A performance style is of course very much an amalgamation of tradition and individuality – of milieu and genetics – and distinguishing the two is often impossible. Imitation at the level we were aiming at would in any case presuppose a total and almost masochistic submission to another mind, temperament, technique and performance style – indeed a highly personal experience. Grieg’s particular characteristics, his extreme sensitivity of touch, the lovely and unexplainable shadings, the rushing and lingering, the ever present swing, the unexpected and yet so convincing timing in the transitions, the contour of the phrasing – together they all constitute musical gestures which have an almost physical content, closely related to human gestures. My attempts to realise this felt more and more like a kind of musical psycho analysis, and the reproducing of such an intimate and personal testimony more than a century later was at times a rather touching experience to me. Yet, his emotions are never on display, and his noble sensitivity bears witness of a lifetime performing and refining many of these pieces.

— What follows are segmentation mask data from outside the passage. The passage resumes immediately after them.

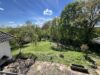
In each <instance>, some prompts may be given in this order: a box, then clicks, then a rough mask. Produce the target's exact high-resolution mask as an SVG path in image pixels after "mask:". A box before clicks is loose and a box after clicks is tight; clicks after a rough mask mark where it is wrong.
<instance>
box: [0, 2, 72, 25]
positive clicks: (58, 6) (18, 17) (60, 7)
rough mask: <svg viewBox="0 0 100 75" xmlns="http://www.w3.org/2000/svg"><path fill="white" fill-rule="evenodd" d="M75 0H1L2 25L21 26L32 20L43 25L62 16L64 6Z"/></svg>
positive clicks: (32, 21)
mask: <svg viewBox="0 0 100 75" xmlns="http://www.w3.org/2000/svg"><path fill="white" fill-rule="evenodd" d="M72 1H73V0H0V26H1V27H2V26H3V27H4V26H13V27H16V26H18V25H19V26H20V25H23V24H24V23H25V22H26V21H28V20H30V21H32V23H34V24H37V25H40V26H41V25H43V23H45V22H46V21H48V20H52V19H53V18H54V17H56V16H60V14H61V12H62V10H63V9H64V7H65V6H66V5H67V4H69V3H71V2H72Z"/></svg>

In retrospect, I certainly find myself somewhat surprised by the way my own performance has become so fundamentally affected by this work. Not to say that the influence from Grieg came as a surprise to me, being the sole purpose of this project. I did however expect it to be more of a purely intellectual journey into the style of these historic performances, taking on various strategies and principles, still retaining a certain distance, allowing myself to move convincingly between styles for demonstration and lecture purposes. The reality, however, is that the painstaking work on these recreations has affected my musical instinct, and rewinding now seems very difficult.